Currently, most of the parties in the game, both internal and external, are busily raising the bids of the other players. Russia is threatening Turkey with economic sanctions and military display. Iran is playing a weak hand with great skill, as it has been doing for the last two years, and sending its troops into the fray in Iraq and Syria. Turkey is shooting down Russian planes and in effect invading Iraq. Islamic state (IS) is exporting terrorism through its various branches (“vilayets”) in France, the US, Libya, Yemen and sub-Saharan Africa, far from its bases in Syria and Iraq. France is shaming the US into joining it in attacking Islamic State’s oil infrastructure and transportation. The UK has decided to enter the already over-crowded skies over Syria and the Kurds are consolidating their hold over northeastern Syria but recovering lost territory in Iraq from Islamic State.

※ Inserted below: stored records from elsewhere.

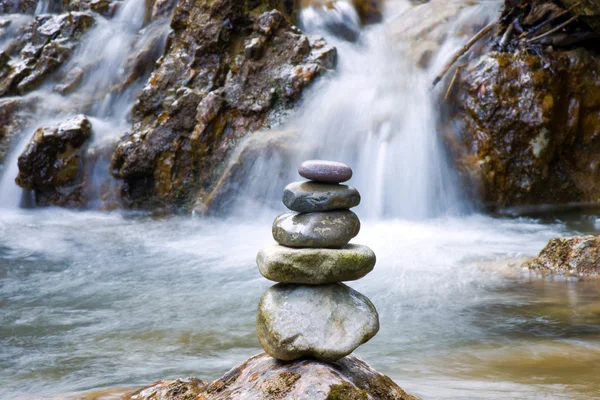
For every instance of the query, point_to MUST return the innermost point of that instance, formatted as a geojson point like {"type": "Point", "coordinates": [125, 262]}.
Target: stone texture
{"type": "Point", "coordinates": [576, 256]}
{"type": "Point", "coordinates": [263, 378]}
{"type": "Point", "coordinates": [315, 266]}
{"type": "Point", "coordinates": [323, 322]}
{"type": "Point", "coordinates": [52, 163]}
{"type": "Point", "coordinates": [16, 114]}
{"type": "Point", "coordinates": [331, 229]}
{"type": "Point", "coordinates": [318, 197]}
{"type": "Point", "coordinates": [325, 171]}
{"type": "Point", "coordinates": [230, 68]}
{"type": "Point", "coordinates": [39, 49]}
{"type": "Point", "coordinates": [527, 131]}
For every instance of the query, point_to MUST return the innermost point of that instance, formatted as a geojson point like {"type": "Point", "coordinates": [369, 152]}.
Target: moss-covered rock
{"type": "Point", "coordinates": [528, 127]}
{"type": "Point", "coordinates": [264, 378]}
{"type": "Point", "coordinates": [16, 114]}
{"type": "Point", "coordinates": [576, 256]}
{"type": "Point", "coordinates": [308, 196]}
{"type": "Point", "coordinates": [332, 229]}
{"type": "Point", "coordinates": [315, 266]}
{"type": "Point", "coordinates": [39, 49]}
{"type": "Point", "coordinates": [324, 322]}
{"type": "Point", "coordinates": [230, 68]}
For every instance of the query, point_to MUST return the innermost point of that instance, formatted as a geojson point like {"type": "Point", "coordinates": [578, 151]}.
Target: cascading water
{"type": "Point", "coordinates": [378, 114]}
{"type": "Point", "coordinates": [106, 60]}
{"type": "Point", "coordinates": [102, 301]}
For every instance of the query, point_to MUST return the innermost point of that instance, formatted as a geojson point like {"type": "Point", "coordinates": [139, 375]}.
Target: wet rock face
{"type": "Point", "coordinates": [577, 256]}
{"type": "Point", "coordinates": [528, 130]}
{"type": "Point", "coordinates": [52, 163]}
{"type": "Point", "coordinates": [325, 322]}
{"type": "Point", "coordinates": [229, 69]}
{"type": "Point", "coordinates": [328, 230]}
{"type": "Point", "coordinates": [307, 196]}
{"type": "Point", "coordinates": [16, 114]}
{"type": "Point", "coordinates": [39, 49]}
{"type": "Point", "coordinates": [315, 266]}
{"type": "Point", "coordinates": [264, 378]}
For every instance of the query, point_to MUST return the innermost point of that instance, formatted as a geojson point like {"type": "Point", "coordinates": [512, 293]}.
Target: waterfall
{"type": "Point", "coordinates": [378, 114]}
{"type": "Point", "coordinates": [104, 57]}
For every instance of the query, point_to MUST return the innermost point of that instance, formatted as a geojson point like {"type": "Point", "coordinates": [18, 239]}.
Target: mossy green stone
{"type": "Point", "coordinates": [315, 266]}
{"type": "Point", "coordinates": [311, 196]}
{"type": "Point", "coordinates": [333, 229]}
{"type": "Point", "coordinates": [325, 322]}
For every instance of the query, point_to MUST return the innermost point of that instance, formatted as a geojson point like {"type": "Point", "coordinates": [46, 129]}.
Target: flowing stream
{"type": "Point", "coordinates": [92, 300]}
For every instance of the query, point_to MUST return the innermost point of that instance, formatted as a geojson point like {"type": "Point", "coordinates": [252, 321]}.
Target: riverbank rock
{"type": "Point", "coordinates": [263, 378]}
{"type": "Point", "coordinates": [315, 266]}
{"type": "Point", "coordinates": [40, 48]}
{"type": "Point", "coordinates": [16, 115]}
{"type": "Point", "coordinates": [229, 69]}
{"type": "Point", "coordinates": [52, 163]}
{"type": "Point", "coordinates": [577, 256]}
{"type": "Point", "coordinates": [325, 322]}
{"type": "Point", "coordinates": [333, 229]}
{"type": "Point", "coordinates": [527, 128]}
{"type": "Point", "coordinates": [307, 196]}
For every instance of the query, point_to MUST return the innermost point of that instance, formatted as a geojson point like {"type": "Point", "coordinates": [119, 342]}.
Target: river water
{"type": "Point", "coordinates": [92, 300]}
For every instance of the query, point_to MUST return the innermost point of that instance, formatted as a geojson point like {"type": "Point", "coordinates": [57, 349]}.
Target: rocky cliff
{"type": "Point", "coordinates": [230, 68]}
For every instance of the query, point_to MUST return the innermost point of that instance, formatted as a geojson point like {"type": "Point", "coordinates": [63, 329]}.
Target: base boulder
{"type": "Point", "coordinates": [264, 378]}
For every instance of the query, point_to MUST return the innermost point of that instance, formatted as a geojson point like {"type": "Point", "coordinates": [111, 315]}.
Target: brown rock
{"type": "Point", "coordinates": [576, 256]}
{"type": "Point", "coordinates": [528, 130]}
{"type": "Point", "coordinates": [264, 378]}
{"type": "Point", "coordinates": [228, 71]}
{"type": "Point", "coordinates": [16, 114]}
{"type": "Point", "coordinates": [589, 10]}
{"type": "Point", "coordinates": [52, 163]}
{"type": "Point", "coordinates": [40, 48]}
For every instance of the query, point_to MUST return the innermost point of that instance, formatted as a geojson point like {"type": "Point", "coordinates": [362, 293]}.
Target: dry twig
{"type": "Point", "coordinates": [453, 80]}
{"type": "Point", "coordinates": [551, 31]}
{"type": "Point", "coordinates": [462, 51]}
{"type": "Point", "coordinates": [560, 14]}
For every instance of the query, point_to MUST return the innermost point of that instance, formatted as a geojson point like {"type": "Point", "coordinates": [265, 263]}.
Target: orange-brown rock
{"type": "Point", "coordinates": [528, 127]}
{"type": "Point", "coordinates": [229, 69]}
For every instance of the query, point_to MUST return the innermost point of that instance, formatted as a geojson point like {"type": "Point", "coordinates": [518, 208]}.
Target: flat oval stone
{"type": "Point", "coordinates": [323, 322]}
{"type": "Point", "coordinates": [316, 197]}
{"type": "Point", "coordinates": [331, 229]}
{"type": "Point", "coordinates": [325, 171]}
{"type": "Point", "coordinates": [315, 266]}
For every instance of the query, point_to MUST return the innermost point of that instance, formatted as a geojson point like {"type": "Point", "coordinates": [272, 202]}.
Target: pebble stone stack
{"type": "Point", "coordinates": [310, 313]}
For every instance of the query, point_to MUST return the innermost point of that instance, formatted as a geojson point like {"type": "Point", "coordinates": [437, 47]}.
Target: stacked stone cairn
{"type": "Point", "coordinates": [310, 313]}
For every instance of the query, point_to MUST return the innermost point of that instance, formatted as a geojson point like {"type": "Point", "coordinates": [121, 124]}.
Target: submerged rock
{"type": "Point", "coordinates": [229, 69]}
{"type": "Point", "coordinates": [52, 163]}
{"type": "Point", "coordinates": [315, 266]}
{"type": "Point", "coordinates": [527, 128]}
{"type": "Point", "coordinates": [325, 322]}
{"type": "Point", "coordinates": [264, 378]}
{"type": "Point", "coordinates": [332, 229]}
{"type": "Point", "coordinates": [317, 197]}
{"type": "Point", "coordinates": [577, 256]}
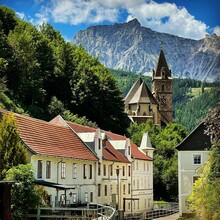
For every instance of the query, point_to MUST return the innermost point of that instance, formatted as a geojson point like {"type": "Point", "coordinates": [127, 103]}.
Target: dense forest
{"type": "Point", "coordinates": [191, 98]}
{"type": "Point", "coordinates": [46, 76]}
{"type": "Point", "coordinates": [42, 76]}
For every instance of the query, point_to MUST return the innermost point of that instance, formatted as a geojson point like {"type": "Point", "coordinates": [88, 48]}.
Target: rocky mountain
{"type": "Point", "coordinates": [131, 47]}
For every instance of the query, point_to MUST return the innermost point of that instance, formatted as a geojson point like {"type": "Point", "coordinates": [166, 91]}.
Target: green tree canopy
{"type": "Point", "coordinates": [12, 151]}
{"type": "Point", "coordinates": [25, 194]}
{"type": "Point", "coordinates": [164, 140]}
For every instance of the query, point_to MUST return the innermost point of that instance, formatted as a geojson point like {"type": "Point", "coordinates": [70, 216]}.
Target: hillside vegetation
{"type": "Point", "coordinates": [191, 98]}
{"type": "Point", "coordinates": [42, 75]}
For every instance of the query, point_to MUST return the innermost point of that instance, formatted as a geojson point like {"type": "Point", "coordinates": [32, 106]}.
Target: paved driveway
{"type": "Point", "coordinates": [170, 217]}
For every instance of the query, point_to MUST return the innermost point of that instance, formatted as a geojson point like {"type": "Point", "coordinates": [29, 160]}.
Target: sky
{"type": "Point", "coordinates": [185, 18]}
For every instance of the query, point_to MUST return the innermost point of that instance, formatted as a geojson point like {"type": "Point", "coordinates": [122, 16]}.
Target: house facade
{"type": "Point", "coordinates": [192, 154]}
{"type": "Point", "coordinates": [61, 161]}
{"type": "Point", "coordinates": [128, 176]}
{"type": "Point", "coordinates": [141, 104]}
{"type": "Point", "coordinates": [80, 164]}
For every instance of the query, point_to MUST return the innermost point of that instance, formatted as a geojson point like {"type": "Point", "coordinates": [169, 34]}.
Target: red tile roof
{"type": "Point", "coordinates": [114, 136]}
{"type": "Point", "coordinates": [81, 128]}
{"type": "Point", "coordinates": [110, 153]}
{"type": "Point", "coordinates": [137, 154]}
{"type": "Point", "coordinates": [49, 139]}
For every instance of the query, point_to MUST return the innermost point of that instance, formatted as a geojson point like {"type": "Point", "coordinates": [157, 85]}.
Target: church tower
{"type": "Point", "coordinates": [162, 88]}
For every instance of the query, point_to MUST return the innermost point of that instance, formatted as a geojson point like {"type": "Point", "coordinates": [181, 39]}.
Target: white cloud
{"type": "Point", "coordinates": [21, 15]}
{"type": "Point", "coordinates": [217, 30]}
{"type": "Point", "coordinates": [162, 17]}
{"type": "Point", "coordinates": [168, 18]}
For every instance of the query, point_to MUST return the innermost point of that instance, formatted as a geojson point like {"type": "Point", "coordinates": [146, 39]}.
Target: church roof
{"type": "Point", "coordinates": [51, 139]}
{"type": "Point", "coordinates": [196, 140]}
{"type": "Point", "coordinates": [143, 95]}
{"type": "Point", "coordinates": [162, 63]}
{"type": "Point", "coordinates": [132, 91]}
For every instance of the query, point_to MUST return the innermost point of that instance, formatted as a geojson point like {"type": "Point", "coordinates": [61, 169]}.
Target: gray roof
{"type": "Point", "coordinates": [140, 93]}
{"type": "Point", "coordinates": [196, 140]}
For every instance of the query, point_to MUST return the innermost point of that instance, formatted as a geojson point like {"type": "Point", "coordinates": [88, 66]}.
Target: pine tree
{"type": "Point", "coordinates": [12, 151]}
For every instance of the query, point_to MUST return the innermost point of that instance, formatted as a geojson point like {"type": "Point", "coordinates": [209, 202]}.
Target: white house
{"type": "Point", "coordinates": [80, 164]}
{"type": "Point", "coordinates": [61, 161]}
{"type": "Point", "coordinates": [134, 166]}
{"type": "Point", "coordinates": [192, 153]}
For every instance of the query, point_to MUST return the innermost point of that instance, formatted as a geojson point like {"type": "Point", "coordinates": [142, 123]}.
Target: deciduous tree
{"type": "Point", "coordinates": [12, 151]}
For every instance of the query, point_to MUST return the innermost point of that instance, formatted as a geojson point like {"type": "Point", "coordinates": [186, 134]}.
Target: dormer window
{"type": "Point", "coordinates": [99, 143]}
{"type": "Point", "coordinates": [129, 150]}
{"type": "Point", "coordinates": [197, 160]}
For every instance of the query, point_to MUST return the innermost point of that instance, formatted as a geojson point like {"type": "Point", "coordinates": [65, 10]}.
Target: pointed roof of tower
{"type": "Point", "coordinates": [132, 91]}
{"type": "Point", "coordinates": [143, 95]}
{"type": "Point", "coordinates": [162, 63]}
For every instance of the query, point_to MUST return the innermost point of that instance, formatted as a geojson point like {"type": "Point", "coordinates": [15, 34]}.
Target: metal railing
{"type": "Point", "coordinates": [89, 212]}
{"type": "Point", "coordinates": [161, 209]}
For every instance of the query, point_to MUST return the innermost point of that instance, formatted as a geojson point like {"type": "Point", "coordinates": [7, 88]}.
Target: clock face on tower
{"type": "Point", "coordinates": [162, 100]}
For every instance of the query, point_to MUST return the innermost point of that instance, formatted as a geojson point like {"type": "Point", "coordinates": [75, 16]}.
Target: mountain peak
{"type": "Point", "coordinates": [130, 46]}
{"type": "Point", "coordinates": [134, 23]}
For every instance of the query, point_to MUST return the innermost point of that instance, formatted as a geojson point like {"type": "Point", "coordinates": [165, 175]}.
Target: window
{"type": "Point", "coordinates": [197, 159]}
{"type": "Point", "coordinates": [195, 178]}
{"type": "Point", "coordinates": [129, 150]}
{"type": "Point", "coordinates": [48, 169]}
{"type": "Point", "coordinates": [62, 199]}
{"type": "Point", "coordinates": [90, 171]}
{"type": "Point", "coordinates": [99, 190]}
{"type": "Point", "coordinates": [106, 190]}
{"type": "Point", "coordinates": [124, 188]}
{"type": "Point", "coordinates": [74, 197]}
{"type": "Point", "coordinates": [63, 170]}
{"type": "Point", "coordinates": [129, 170]}
{"type": "Point", "coordinates": [149, 202]}
{"type": "Point", "coordinates": [99, 169]}
{"type": "Point", "coordinates": [104, 170]}
{"type": "Point", "coordinates": [91, 196]}
{"type": "Point", "coordinates": [84, 171]}
{"type": "Point", "coordinates": [100, 141]}
{"type": "Point", "coordinates": [123, 170]}
{"type": "Point", "coordinates": [111, 170]}
{"type": "Point", "coordinates": [111, 189]}
{"type": "Point", "coordinates": [74, 171]}
{"type": "Point", "coordinates": [39, 169]}
{"type": "Point", "coordinates": [86, 197]}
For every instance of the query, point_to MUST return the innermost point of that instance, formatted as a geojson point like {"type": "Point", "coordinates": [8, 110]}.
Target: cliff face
{"type": "Point", "coordinates": [131, 47]}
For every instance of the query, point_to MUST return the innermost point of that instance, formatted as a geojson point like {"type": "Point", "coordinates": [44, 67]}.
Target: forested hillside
{"type": "Point", "coordinates": [191, 98]}
{"type": "Point", "coordinates": [42, 75]}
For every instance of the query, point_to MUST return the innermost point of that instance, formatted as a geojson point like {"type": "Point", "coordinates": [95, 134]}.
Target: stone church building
{"type": "Point", "coordinates": [141, 104]}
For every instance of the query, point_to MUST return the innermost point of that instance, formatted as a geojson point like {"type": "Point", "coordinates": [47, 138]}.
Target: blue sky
{"type": "Point", "coordinates": [186, 18]}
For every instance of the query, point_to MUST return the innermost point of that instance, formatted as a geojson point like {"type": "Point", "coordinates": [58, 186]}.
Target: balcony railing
{"type": "Point", "coordinates": [90, 211]}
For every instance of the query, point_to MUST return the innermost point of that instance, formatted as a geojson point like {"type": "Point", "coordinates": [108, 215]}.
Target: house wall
{"type": "Point", "coordinates": [142, 185]}
{"type": "Point", "coordinates": [187, 171]}
{"type": "Point", "coordinates": [111, 181]}
{"type": "Point", "coordinates": [81, 185]}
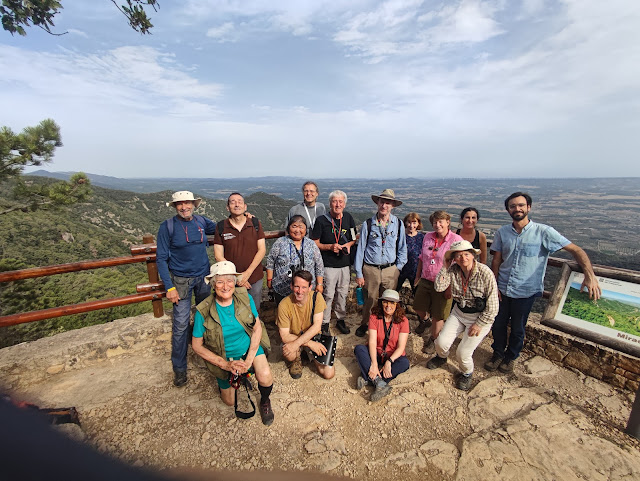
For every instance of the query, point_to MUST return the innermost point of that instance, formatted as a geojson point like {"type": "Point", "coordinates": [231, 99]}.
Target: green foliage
{"type": "Point", "coordinates": [604, 312]}
{"type": "Point", "coordinates": [32, 147]}
{"type": "Point", "coordinates": [18, 14]}
{"type": "Point", "coordinates": [136, 15]}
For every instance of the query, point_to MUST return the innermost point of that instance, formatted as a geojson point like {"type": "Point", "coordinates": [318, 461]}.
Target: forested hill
{"type": "Point", "coordinates": [106, 226]}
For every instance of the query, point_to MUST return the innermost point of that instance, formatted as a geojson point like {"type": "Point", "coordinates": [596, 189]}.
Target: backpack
{"type": "Point", "coordinates": [369, 223]}
{"type": "Point", "coordinates": [199, 220]}
{"type": "Point", "coordinates": [254, 221]}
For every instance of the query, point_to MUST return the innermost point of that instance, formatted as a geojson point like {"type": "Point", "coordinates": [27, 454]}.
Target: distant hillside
{"type": "Point", "coordinates": [106, 226]}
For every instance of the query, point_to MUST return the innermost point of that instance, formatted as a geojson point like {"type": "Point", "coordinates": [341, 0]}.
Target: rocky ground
{"type": "Point", "coordinates": [541, 422]}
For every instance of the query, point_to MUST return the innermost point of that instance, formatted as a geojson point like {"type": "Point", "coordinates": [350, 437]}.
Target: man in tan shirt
{"type": "Point", "coordinates": [295, 326]}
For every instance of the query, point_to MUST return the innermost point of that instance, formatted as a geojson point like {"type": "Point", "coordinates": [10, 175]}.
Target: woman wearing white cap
{"type": "Point", "coordinates": [475, 297]}
{"type": "Point", "coordinates": [230, 337]}
{"type": "Point", "coordinates": [384, 357]}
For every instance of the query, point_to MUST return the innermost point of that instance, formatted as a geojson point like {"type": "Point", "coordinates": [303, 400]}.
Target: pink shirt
{"type": "Point", "coordinates": [378, 325]}
{"type": "Point", "coordinates": [430, 269]}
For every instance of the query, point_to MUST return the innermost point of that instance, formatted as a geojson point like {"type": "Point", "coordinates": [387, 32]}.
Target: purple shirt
{"type": "Point", "coordinates": [430, 269]}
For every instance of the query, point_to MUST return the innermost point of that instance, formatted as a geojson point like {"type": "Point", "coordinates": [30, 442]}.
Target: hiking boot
{"type": "Point", "coordinates": [381, 391]}
{"type": "Point", "coordinates": [507, 366]}
{"type": "Point", "coordinates": [436, 362]}
{"type": "Point", "coordinates": [295, 368]}
{"type": "Point", "coordinates": [464, 382]}
{"type": "Point", "coordinates": [342, 327]}
{"type": "Point", "coordinates": [362, 330]}
{"type": "Point", "coordinates": [266, 413]}
{"type": "Point", "coordinates": [493, 363]}
{"type": "Point", "coordinates": [422, 325]}
{"type": "Point", "coordinates": [429, 346]}
{"type": "Point", "coordinates": [304, 357]}
{"type": "Point", "coordinates": [179, 378]}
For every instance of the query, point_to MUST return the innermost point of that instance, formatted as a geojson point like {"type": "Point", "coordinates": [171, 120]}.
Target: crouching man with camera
{"type": "Point", "coordinates": [475, 304]}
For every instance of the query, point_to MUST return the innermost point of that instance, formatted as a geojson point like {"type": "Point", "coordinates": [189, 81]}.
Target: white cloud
{"type": "Point", "coordinates": [223, 33]}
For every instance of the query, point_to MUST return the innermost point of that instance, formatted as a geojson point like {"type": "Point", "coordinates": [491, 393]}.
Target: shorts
{"type": "Point", "coordinates": [225, 384]}
{"type": "Point", "coordinates": [427, 299]}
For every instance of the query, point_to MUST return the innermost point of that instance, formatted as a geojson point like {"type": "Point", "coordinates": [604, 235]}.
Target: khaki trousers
{"type": "Point", "coordinates": [375, 281]}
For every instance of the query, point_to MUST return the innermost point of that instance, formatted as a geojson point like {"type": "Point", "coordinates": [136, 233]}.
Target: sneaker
{"type": "Point", "coordinates": [493, 363]}
{"type": "Point", "coordinates": [380, 392]}
{"type": "Point", "coordinates": [295, 368]}
{"type": "Point", "coordinates": [342, 327]}
{"type": "Point", "coordinates": [422, 325]}
{"type": "Point", "coordinates": [429, 346]}
{"type": "Point", "coordinates": [464, 382]}
{"type": "Point", "coordinates": [179, 378]}
{"type": "Point", "coordinates": [507, 366]}
{"type": "Point", "coordinates": [361, 331]}
{"type": "Point", "coordinates": [436, 362]}
{"type": "Point", "coordinates": [266, 413]}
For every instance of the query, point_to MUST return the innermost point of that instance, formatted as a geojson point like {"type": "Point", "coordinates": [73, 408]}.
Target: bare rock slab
{"type": "Point", "coordinates": [545, 444]}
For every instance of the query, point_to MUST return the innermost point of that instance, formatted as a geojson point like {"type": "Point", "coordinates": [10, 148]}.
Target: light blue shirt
{"type": "Point", "coordinates": [524, 257]}
{"type": "Point", "coordinates": [372, 249]}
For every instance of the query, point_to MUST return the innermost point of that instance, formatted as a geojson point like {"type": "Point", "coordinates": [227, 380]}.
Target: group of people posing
{"type": "Point", "coordinates": [309, 271]}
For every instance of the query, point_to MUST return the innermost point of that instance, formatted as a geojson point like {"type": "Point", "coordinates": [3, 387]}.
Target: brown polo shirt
{"type": "Point", "coordinates": [240, 247]}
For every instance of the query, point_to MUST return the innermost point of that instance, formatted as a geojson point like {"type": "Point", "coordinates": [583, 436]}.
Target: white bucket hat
{"type": "Point", "coordinates": [459, 246]}
{"type": "Point", "coordinates": [184, 195]}
{"type": "Point", "coordinates": [222, 268]}
{"type": "Point", "coordinates": [390, 295]}
{"type": "Point", "coordinates": [387, 194]}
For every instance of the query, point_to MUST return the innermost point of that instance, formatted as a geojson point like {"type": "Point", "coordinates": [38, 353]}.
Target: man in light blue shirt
{"type": "Point", "coordinates": [520, 252]}
{"type": "Point", "coordinates": [381, 254]}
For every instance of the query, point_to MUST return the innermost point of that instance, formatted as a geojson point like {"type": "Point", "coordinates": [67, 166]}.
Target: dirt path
{"type": "Point", "coordinates": [425, 430]}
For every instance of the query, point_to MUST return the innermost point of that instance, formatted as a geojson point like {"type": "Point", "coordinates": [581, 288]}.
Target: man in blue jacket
{"type": "Point", "coordinates": [381, 254]}
{"type": "Point", "coordinates": [182, 264]}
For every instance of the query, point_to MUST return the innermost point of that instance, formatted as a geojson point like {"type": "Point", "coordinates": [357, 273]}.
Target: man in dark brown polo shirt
{"type": "Point", "coordinates": [241, 240]}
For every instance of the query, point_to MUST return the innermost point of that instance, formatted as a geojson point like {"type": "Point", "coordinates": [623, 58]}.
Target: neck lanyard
{"type": "Point", "coordinates": [186, 231]}
{"type": "Point", "coordinates": [383, 233]}
{"type": "Point", "coordinates": [299, 252]}
{"type": "Point", "coordinates": [387, 333]}
{"type": "Point", "coordinates": [311, 221]}
{"type": "Point", "coordinates": [339, 232]}
{"type": "Point", "coordinates": [434, 249]}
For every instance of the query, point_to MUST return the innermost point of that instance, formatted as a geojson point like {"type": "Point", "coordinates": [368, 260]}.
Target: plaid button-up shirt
{"type": "Point", "coordinates": [482, 283]}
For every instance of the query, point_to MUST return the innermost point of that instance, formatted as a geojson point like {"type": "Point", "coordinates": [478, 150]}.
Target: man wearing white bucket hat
{"type": "Point", "coordinates": [182, 264]}
{"type": "Point", "coordinates": [381, 254]}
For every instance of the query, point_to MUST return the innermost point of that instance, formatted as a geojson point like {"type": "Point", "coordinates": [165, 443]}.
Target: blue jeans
{"type": "Point", "coordinates": [364, 361]}
{"type": "Point", "coordinates": [181, 331]}
{"type": "Point", "coordinates": [514, 312]}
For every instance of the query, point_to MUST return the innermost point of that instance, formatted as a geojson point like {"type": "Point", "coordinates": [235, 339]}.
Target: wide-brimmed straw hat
{"type": "Point", "coordinates": [387, 194]}
{"type": "Point", "coordinates": [184, 195]}
{"type": "Point", "coordinates": [222, 268]}
{"type": "Point", "coordinates": [459, 246]}
{"type": "Point", "coordinates": [390, 295]}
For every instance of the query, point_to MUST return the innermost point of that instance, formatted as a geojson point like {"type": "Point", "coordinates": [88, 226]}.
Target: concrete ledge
{"type": "Point", "coordinates": [613, 367]}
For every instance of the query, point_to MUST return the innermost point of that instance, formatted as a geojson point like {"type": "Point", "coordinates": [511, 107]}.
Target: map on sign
{"type": "Point", "coordinates": [616, 314]}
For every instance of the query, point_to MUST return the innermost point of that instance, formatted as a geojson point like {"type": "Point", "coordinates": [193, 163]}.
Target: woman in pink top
{"type": "Point", "coordinates": [427, 302]}
{"type": "Point", "coordinates": [384, 357]}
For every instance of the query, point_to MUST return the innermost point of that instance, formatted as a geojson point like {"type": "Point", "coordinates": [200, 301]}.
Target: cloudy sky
{"type": "Point", "coordinates": [312, 88]}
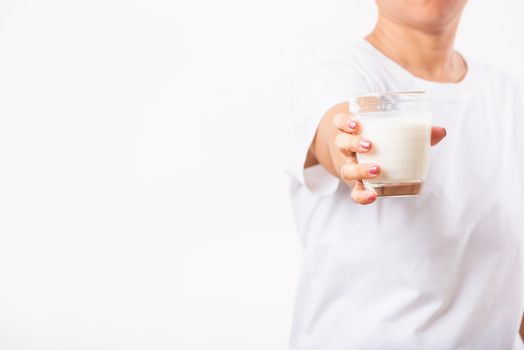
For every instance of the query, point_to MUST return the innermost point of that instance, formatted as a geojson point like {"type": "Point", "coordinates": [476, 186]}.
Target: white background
{"type": "Point", "coordinates": [142, 202]}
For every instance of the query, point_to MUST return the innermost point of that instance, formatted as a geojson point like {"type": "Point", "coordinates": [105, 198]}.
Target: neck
{"type": "Point", "coordinates": [426, 54]}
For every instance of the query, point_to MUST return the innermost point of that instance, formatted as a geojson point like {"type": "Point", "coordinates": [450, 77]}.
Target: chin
{"type": "Point", "coordinates": [430, 14]}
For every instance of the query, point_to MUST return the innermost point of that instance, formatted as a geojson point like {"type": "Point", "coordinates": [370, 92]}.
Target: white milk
{"type": "Point", "coordinates": [401, 143]}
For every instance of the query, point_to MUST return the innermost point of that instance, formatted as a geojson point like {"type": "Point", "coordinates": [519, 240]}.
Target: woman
{"type": "Point", "coordinates": [439, 271]}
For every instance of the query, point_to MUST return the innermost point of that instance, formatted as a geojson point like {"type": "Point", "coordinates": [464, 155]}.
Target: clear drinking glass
{"type": "Point", "coordinates": [399, 126]}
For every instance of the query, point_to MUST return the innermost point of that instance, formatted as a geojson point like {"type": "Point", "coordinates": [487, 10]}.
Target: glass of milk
{"type": "Point", "coordinates": [399, 126]}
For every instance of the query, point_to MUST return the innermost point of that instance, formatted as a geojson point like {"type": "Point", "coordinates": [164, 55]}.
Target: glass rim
{"type": "Point", "coordinates": [390, 93]}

Anyone who knows how to play poker knows the likely final results of a situation like this. Eventually, with a huge pot of chips piled up as a result of competitive raises, one of the players will see another and show his hand. Then all the others must do the same. The bluffs will be called and the player with the best hand will win. OR, everyone else will fold and the most skillful bluffer will take the pot without even having to show his hand.My guess, based on skill assessment over the past many months, is that the latter conclusion is the more likely. The player with the strongest hand is playing it weakly and some of the players with weaker hands are playing them more skillfully. Iran will take the pot and use it to reward the other players who are allied with it.
If I am correct, what will be the result?
Turkey, the US and the West in general will be the biggest losers, but so will be Islamic State. Once Assad is firmly in control of a truncated Alawite Syria, IS will be surrounded by enemies on all sides and subject to a regional squeeze play. The biggest question-marks are the Kurds and Israel. Iran has no reason to favor the Kurds except as a weapon against the Turks, and they may use it. In the meantime, Israel, which has firmly refused to either raise or call, since it has stayed out of the (above the table) game entirely, should come out of the final climax intact, but with serious potential problems with Iran’s proxies, especially Hezbollah.
However, it has been, and should continue to, consolidate its position vis-à-vis the Sunni southern arc, from Egypt through Jordan to the Gulf Cooperation Council (GCC) countries (with the exception of Qatar). Israeli military strength continues to increase, with the successful testing of the Arrow anti-missile missile. It is beginning to resemble a porcupine which can not only deter its enemies but launch its quills to attack them if necessary. None of the other denizens of the animal kingdom, no matter how fierce, mess with the porcupine. Better to be its friend.